Leagues organized by the association include competitions for League of Legends, Dota, Overwatch, Valorant, Call of Duty, and even chess.

The association can also be hired by companies to run team-building events.

Just as the pandemic was starting, CEA introduced a “Comprehend” tool that analyzes which players are inspiring teammates and which are spoiling the fun.

Players are told the tool is being used and are given copies of results. “We’re explicit with players about what Comprehend is and what it measures,” Tenenholtz said. “We go to great lengths to make sure there are no surprises.”

The software can identify people who work well together and those to whom peers look for leadership, according to Tenenholtz.

The tool also measures how well players communicate to achieve goals, and it spots comments that cause conflict.

The feedback is intended to help companies improve workplace camaraderie and collaboration, with happier workers who feel connected to peers being less likely to quit their jobs.

Jost, whose Ninjacats team has only played in charity matches where Comprehend is not used, credits the league with making him feel more closely bonded with Microsoft, which, thanks to its Xbox division, has status in the video game world.

A point of pride for his team is having won thousands of dollars for Child’s Play, a charity that gives toys and games to children in hospitals.

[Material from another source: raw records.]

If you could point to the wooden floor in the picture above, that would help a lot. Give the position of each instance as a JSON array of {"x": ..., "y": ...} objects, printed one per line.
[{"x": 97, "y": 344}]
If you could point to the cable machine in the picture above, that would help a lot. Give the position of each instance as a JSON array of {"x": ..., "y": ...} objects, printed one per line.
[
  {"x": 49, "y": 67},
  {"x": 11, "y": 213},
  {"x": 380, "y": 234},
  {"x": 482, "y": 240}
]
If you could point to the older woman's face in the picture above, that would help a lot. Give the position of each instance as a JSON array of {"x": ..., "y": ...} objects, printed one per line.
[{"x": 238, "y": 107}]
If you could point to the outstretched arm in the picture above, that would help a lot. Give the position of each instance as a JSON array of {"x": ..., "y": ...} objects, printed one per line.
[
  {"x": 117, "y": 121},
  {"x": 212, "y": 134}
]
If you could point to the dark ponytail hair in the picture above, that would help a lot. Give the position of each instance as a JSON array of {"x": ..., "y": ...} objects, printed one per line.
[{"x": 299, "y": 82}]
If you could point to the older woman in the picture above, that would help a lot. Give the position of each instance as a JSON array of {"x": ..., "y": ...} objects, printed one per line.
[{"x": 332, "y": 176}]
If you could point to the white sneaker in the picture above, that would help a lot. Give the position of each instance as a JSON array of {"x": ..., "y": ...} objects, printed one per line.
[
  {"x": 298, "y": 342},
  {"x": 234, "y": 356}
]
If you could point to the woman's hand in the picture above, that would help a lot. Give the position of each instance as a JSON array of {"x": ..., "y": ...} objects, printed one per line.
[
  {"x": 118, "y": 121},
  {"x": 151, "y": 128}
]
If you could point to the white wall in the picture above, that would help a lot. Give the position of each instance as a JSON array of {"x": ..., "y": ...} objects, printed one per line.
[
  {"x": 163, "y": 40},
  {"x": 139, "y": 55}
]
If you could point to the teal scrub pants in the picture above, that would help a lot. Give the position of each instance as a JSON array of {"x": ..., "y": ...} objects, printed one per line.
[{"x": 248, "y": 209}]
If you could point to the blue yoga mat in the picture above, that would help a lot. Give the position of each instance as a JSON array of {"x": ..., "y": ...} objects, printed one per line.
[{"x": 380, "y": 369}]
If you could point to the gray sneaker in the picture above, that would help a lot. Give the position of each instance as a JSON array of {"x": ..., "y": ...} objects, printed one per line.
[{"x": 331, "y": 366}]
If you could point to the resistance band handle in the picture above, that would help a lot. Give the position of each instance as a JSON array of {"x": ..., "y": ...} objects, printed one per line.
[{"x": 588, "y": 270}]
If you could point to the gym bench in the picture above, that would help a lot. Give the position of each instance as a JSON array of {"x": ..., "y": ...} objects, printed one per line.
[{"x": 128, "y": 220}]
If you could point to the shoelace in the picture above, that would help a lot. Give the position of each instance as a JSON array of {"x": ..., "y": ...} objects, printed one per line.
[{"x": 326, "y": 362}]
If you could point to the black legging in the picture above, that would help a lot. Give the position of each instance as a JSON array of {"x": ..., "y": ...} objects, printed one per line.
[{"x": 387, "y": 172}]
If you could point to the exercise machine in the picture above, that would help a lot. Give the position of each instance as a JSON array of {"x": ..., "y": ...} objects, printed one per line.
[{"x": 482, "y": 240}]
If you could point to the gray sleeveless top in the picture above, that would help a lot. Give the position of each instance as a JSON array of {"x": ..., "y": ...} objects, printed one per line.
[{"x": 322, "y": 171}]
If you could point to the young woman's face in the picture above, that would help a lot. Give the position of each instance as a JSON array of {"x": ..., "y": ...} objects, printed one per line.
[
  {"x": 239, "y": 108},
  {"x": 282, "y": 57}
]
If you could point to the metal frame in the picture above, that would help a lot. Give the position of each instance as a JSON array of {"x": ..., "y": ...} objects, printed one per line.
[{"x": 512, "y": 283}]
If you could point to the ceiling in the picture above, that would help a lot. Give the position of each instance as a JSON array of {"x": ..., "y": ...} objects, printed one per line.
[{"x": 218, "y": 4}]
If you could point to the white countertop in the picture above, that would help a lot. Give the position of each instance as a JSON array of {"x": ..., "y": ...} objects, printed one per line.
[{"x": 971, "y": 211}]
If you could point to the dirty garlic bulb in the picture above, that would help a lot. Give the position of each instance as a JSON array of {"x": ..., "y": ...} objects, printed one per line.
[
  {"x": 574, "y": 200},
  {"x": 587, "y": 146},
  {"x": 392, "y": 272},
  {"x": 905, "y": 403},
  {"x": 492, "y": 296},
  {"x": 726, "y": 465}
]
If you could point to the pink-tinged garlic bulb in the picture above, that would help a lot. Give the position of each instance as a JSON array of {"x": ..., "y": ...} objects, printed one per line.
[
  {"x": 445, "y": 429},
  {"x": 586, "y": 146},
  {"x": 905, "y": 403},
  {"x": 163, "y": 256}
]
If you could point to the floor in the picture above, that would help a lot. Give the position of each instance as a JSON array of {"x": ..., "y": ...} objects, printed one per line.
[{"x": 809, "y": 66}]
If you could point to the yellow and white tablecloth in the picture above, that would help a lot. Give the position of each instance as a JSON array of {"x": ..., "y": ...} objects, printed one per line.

“The bond with this community of players is absolutely a selling point for me to be with Microsoft,” Jost said.

Playing for charity and representing one’s company helps keep rivalries good-natured.

Plus, since tech talent tends to be mobile, players sometimes find themselves facing former colleagues on rival teams. “There is a lot of emotion and passion to win, and your competitive spirit kicks into overdrive,” Jost said of matches.